На балконе за дверью в комнату Солдата приземлился Ворон. Он постучал клювом в окно, и Солдат, услышав стук, в конечном итоге решил выяснить, что же Ворону понадобилось.

— Знать тебя не хочу, — сказал Солдат с холодком в голосе. — Я с предателями дел не вожу.

— Не моя в том вина, Солдат, — ответил Ворон. — Меня заставили нечестные люди.

— Лжец! Ты просто захотел вернуть себе прежний облик.

— А ты на моем месте не хотел бы?

Солдат ответил:

— Я бы ни за что не променял своих друзей.

— Что ж. — Птица поскребла лапкой подоконник, понуро свесив голову, затем сказала: — Как бы там ни было, ты убил мою подругу. Теперь мы квиты. Невинная зевака… а ты велел Спэггу свалить ее из этой дурацкой пращи.

— Что-то я сомневаюсь, что ты вообще был знаком с той птичкой.

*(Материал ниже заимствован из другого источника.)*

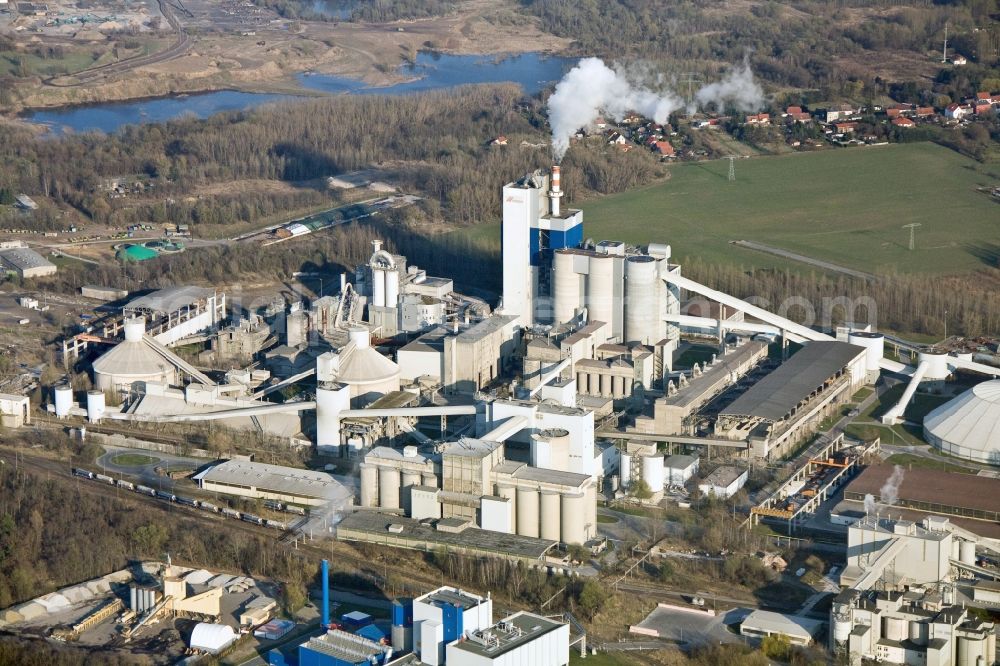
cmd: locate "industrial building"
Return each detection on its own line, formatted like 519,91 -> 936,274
192,460 -> 353,506
0,244 -> 58,280
924,379 -> 1000,465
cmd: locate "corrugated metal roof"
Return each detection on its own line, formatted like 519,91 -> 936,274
721,341 -> 865,421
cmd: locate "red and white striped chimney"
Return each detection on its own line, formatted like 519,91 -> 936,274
549,164 -> 562,217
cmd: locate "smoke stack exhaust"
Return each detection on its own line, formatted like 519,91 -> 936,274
549,164 -> 562,217
320,560 -> 330,630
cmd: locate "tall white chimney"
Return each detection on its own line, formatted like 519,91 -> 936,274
549,164 -> 562,217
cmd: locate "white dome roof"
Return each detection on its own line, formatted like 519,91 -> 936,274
924,379 -> 1000,464
191,622 -> 236,653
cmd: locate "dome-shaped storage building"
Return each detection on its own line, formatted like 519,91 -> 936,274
337,326 -> 399,407
924,379 -> 1000,465
93,317 -> 177,391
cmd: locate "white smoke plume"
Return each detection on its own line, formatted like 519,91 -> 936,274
879,465 -> 903,506
549,58 -> 764,162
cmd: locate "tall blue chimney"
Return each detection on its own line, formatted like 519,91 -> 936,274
321,560 -> 330,629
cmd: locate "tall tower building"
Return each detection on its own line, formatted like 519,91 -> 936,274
501,166 -> 583,326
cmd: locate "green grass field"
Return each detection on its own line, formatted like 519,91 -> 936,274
462,143 -> 1000,274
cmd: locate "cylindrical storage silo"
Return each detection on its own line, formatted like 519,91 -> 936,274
372,268 -> 385,307
517,488 -> 538,539
564,493 -> 587,543
618,451 -> 632,488
958,541 -> 976,564
540,490 -> 562,541
587,255 -> 615,328
497,484 -> 520,534
54,385 -> 73,419
385,269 -> 399,308
552,250 -> 581,324
642,453 -> 663,493
358,463 -> 378,506
847,331 -> 885,373
87,391 -> 104,423
625,255 -> 659,344
378,467 -> 399,509
316,382 -> 351,452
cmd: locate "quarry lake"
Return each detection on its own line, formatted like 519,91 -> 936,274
24,52 -> 576,134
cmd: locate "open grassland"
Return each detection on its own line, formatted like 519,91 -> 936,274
461,143 -> 1000,274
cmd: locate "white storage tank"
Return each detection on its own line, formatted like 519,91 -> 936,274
517,488 -> 538,539
560,493 -> 587,543
552,250 -> 582,324
385,268 -> 399,308
358,463 -> 378,507
87,391 -> 104,423
378,467 -> 400,509
625,255 -> 659,344
587,255 -> 616,328
53,384 -> 73,419
540,490 -> 562,541
642,453 -> 664,493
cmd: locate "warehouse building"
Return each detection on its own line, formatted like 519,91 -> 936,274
192,460 -> 352,506
0,247 -> 57,279
715,341 -> 868,459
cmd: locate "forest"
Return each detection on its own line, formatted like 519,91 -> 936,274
0,85 -> 662,235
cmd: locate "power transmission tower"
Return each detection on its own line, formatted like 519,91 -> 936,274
903,222 -> 921,251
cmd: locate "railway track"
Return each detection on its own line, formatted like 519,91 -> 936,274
45,0 -> 191,88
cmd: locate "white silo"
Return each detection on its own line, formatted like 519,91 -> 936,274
553,250 -> 582,324
54,384 -> 73,419
517,488 -> 538,539
642,453 -> 664,493
587,254 -> 615,326
358,463 -> 378,506
541,490 -> 562,541
625,255 -> 659,344
378,467 -> 399,509
847,331 -> 885,381
385,268 -> 399,308
316,382 -> 351,452
87,391 -> 104,423
560,493 -> 587,543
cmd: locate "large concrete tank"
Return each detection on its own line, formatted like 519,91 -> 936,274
625,255 -> 659,344
531,428 -> 573,472
385,269 -> 399,308
552,250 -> 581,324
87,391 -> 104,423
560,493 -> 587,543
316,382 -> 351,453
958,541 -> 976,564
541,490 -> 562,541
497,484 -> 520,534
378,467 -> 399,509
847,331 -> 885,376
517,488 -> 538,538
587,255 -> 615,326
372,268 -> 385,307
358,463 -> 378,506
642,453 -> 664,493
54,385 -> 73,419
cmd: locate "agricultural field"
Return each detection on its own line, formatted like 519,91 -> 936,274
460,143 -> 1000,274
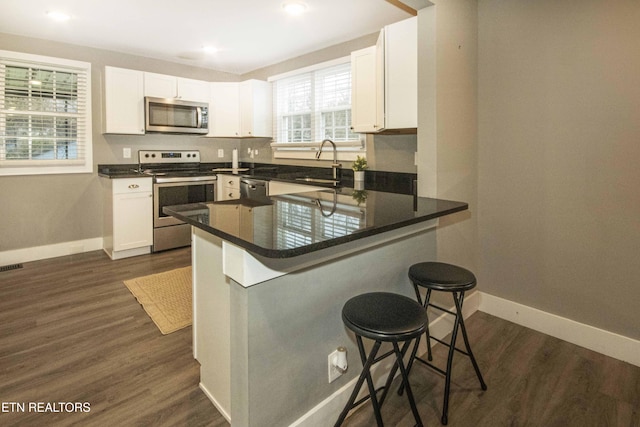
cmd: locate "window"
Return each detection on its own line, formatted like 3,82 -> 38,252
269,58 -> 363,158
0,51 -> 93,175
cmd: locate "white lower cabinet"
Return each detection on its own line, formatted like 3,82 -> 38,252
216,174 -> 240,201
102,178 -> 153,260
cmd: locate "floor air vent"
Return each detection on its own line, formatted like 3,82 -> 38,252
0,264 -> 22,273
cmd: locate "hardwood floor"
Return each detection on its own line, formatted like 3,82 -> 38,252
0,249 -> 640,427
344,312 -> 640,427
0,248 -> 229,426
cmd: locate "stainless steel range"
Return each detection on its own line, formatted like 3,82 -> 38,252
138,150 -> 216,252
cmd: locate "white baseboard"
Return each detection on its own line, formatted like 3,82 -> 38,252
0,237 -> 102,266
478,292 -> 640,366
199,383 -> 231,424
289,292 -> 479,427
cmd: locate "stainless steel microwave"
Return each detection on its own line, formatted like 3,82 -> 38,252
144,96 -> 209,135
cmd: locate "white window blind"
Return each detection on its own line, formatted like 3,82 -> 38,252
0,51 -> 93,175
273,62 -> 360,146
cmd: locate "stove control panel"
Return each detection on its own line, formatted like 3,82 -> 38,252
138,150 -> 200,164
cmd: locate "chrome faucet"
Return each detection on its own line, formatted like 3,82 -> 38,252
316,139 -> 342,182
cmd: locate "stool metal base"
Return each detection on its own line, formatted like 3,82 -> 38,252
408,283 -> 487,425
335,335 -> 422,427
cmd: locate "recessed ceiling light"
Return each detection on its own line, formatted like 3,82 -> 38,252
47,12 -> 71,22
282,1 -> 307,16
202,46 -> 219,53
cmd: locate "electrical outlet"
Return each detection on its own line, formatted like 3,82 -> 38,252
327,350 -> 342,383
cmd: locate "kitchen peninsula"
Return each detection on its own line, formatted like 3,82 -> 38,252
164,186 -> 468,427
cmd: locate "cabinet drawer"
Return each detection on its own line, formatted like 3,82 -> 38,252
222,187 -> 240,200
113,178 -> 153,194
218,175 -> 240,191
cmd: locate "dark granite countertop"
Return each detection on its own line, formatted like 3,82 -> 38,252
163,187 -> 468,258
98,163 -> 417,194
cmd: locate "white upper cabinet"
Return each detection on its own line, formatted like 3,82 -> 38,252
103,67 -> 144,135
351,17 -> 418,133
207,80 -> 273,138
383,17 -> 418,129
207,82 -> 240,138
144,72 -> 210,102
178,77 -> 211,102
351,46 -> 384,133
240,80 -> 273,137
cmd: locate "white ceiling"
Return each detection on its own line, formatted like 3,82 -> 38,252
0,0 -> 410,74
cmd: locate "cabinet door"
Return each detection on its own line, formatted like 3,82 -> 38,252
351,46 -> 381,132
178,77 -> 211,103
113,191 -> 153,251
240,80 -> 273,137
103,67 -> 144,135
207,82 -> 240,137
144,73 -> 178,98
384,18 -> 418,129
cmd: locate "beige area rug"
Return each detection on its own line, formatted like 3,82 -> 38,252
124,267 -> 193,335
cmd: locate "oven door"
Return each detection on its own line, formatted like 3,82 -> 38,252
153,181 -> 216,228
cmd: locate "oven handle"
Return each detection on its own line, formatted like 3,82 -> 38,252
155,176 -> 217,185
196,107 -> 202,129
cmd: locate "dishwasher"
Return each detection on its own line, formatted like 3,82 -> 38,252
240,178 -> 271,203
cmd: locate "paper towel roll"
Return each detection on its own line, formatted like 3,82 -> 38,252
231,148 -> 238,169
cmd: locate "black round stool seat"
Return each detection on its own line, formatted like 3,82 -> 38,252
408,261 -> 487,425
342,292 -> 428,341
409,262 -> 476,292
334,292 -> 429,427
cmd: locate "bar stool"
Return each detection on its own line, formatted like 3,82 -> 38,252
400,262 -> 487,425
335,292 -> 427,427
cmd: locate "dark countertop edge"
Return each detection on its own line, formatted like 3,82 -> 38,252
162,198 -> 469,258
98,162 -> 417,194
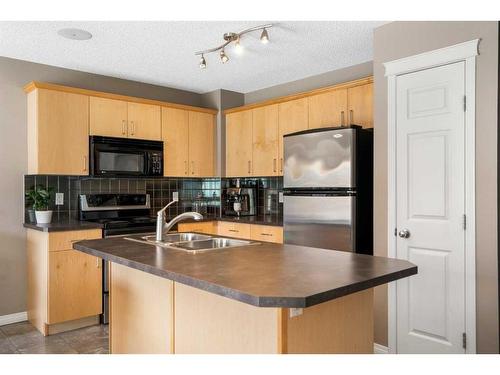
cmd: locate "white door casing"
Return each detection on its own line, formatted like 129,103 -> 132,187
396,62 -> 465,353
385,40 -> 479,353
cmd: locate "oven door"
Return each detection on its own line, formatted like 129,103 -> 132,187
90,136 -> 163,177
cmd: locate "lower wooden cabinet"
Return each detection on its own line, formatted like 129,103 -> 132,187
47,250 -> 102,324
250,224 -> 283,243
27,229 -> 102,335
217,221 -> 251,239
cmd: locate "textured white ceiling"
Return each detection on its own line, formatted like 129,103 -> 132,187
0,21 -> 383,93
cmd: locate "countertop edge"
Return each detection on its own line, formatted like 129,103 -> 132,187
73,242 -> 417,308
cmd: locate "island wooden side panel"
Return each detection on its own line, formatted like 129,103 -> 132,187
279,289 -> 373,354
175,283 -> 280,354
110,263 -> 174,354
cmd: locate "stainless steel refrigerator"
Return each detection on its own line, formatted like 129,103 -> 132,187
283,126 -> 373,254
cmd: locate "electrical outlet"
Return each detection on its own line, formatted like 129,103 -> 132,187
56,193 -> 64,206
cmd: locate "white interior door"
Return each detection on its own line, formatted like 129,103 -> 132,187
396,62 -> 465,353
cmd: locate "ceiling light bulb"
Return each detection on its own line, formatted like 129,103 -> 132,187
234,38 -> 243,55
260,29 -> 269,44
220,50 -> 229,64
200,54 -> 207,69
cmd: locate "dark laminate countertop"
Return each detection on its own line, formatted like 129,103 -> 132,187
23,217 -> 102,232
73,237 -> 417,307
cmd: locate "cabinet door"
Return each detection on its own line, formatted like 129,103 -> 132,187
278,98 -> 309,175
252,104 -> 278,176
47,250 -> 102,324
189,111 -> 215,177
127,102 -> 161,141
90,97 -> 127,137
309,89 -> 347,129
226,110 -> 253,177
161,107 -> 189,177
250,224 -> 283,243
347,83 -> 373,128
34,89 -> 89,175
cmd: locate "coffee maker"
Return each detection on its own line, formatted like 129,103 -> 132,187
223,187 -> 257,216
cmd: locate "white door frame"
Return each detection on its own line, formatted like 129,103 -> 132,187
384,39 -> 480,353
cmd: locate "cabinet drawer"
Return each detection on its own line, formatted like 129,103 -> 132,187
250,225 -> 283,243
218,221 -> 251,239
177,221 -> 217,234
49,229 -> 102,251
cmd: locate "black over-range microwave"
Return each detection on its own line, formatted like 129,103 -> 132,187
89,135 -> 163,177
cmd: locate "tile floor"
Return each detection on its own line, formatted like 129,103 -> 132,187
0,322 -> 109,354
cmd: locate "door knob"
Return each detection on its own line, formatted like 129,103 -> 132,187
398,229 -> 410,238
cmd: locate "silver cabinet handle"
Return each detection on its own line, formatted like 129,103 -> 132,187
398,228 -> 410,238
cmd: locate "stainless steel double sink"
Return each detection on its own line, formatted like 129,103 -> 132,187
125,233 -> 260,254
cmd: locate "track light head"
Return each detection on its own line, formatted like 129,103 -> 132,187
200,54 -> 207,69
220,49 -> 229,64
260,28 -> 269,44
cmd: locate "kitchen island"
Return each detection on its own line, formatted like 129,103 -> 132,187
73,237 -> 417,353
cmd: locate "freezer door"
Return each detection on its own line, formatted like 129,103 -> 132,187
283,195 -> 356,251
283,129 -> 356,189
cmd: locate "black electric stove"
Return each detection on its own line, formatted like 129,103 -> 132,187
78,194 -> 156,324
79,194 -> 156,237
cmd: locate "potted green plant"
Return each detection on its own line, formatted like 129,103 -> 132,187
26,185 -> 53,224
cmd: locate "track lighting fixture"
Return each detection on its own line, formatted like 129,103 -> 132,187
220,49 -> 229,64
195,24 -> 274,69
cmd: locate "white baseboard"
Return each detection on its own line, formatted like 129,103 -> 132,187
373,343 -> 389,354
0,311 -> 28,326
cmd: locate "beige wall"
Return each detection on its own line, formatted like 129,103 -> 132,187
245,61 -> 373,104
0,57 -> 205,316
373,22 -> 499,353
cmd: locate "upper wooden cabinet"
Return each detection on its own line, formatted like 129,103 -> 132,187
226,110 -> 253,177
90,97 -> 127,137
252,104 -> 278,176
90,97 -> 161,141
309,89 -> 347,129
127,102 -> 161,141
162,108 -> 215,177
347,83 -> 373,128
278,98 -> 309,175
225,77 -> 373,177
28,89 -> 89,175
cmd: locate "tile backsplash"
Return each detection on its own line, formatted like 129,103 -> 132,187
24,175 -> 221,218
24,175 -> 283,225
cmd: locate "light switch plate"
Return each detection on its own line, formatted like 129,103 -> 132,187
56,193 -> 64,206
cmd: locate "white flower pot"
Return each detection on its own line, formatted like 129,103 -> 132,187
35,211 -> 52,224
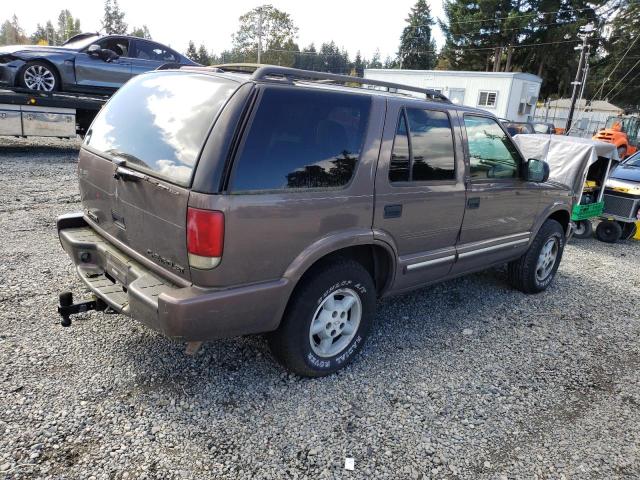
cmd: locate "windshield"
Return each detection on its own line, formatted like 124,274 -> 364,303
533,123 -> 551,133
62,35 -> 100,50
622,152 -> 640,167
84,72 -> 238,186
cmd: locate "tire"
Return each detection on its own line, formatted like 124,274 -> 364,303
596,220 -> 622,243
619,222 -> 638,240
507,219 -> 565,293
267,259 -> 376,377
18,60 -> 60,92
573,220 -> 593,239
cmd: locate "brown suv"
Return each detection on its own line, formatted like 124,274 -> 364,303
58,66 -> 570,376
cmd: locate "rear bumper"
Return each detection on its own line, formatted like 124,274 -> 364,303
58,214 -> 289,341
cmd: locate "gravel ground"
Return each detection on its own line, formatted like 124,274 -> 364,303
0,139 -> 640,479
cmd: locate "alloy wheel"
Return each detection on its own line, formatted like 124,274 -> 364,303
23,65 -> 56,92
536,237 -> 559,282
309,288 -> 362,358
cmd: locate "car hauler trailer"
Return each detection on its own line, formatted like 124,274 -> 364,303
0,89 -> 108,138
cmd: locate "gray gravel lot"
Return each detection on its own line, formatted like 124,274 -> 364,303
0,139 -> 640,479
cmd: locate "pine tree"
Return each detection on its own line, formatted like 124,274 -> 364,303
194,44 -> 211,66
0,15 -> 27,45
185,40 -> 198,62
102,0 -> 127,35
129,25 -> 151,40
56,10 -> 80,44
398,0 -> 436,70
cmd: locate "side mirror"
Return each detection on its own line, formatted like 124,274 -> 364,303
87,43 -> 102,57
527,158 -> 550,183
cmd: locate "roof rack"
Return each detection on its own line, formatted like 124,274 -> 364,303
210,63 -> 451,103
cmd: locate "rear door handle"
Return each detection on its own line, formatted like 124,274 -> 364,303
384,204 -> 402,218
113,167 -> 145,182
467,197 -> 480,208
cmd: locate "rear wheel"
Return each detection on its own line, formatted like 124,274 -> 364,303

Мне прекрасно известно, что ты не умеешь разговаривать по-вороньи. Тебя вороны сторонятся, они чувствуют в тебе чужака. Знают, что ты человек в птичьем облике.

— Ну что же мне делать? — жалобно спросил Ворон. — Пойти к Гумбольду и записаться к нему на службу?

— Мне все равно. Ты предал своих друзей. Поступай как знаешь.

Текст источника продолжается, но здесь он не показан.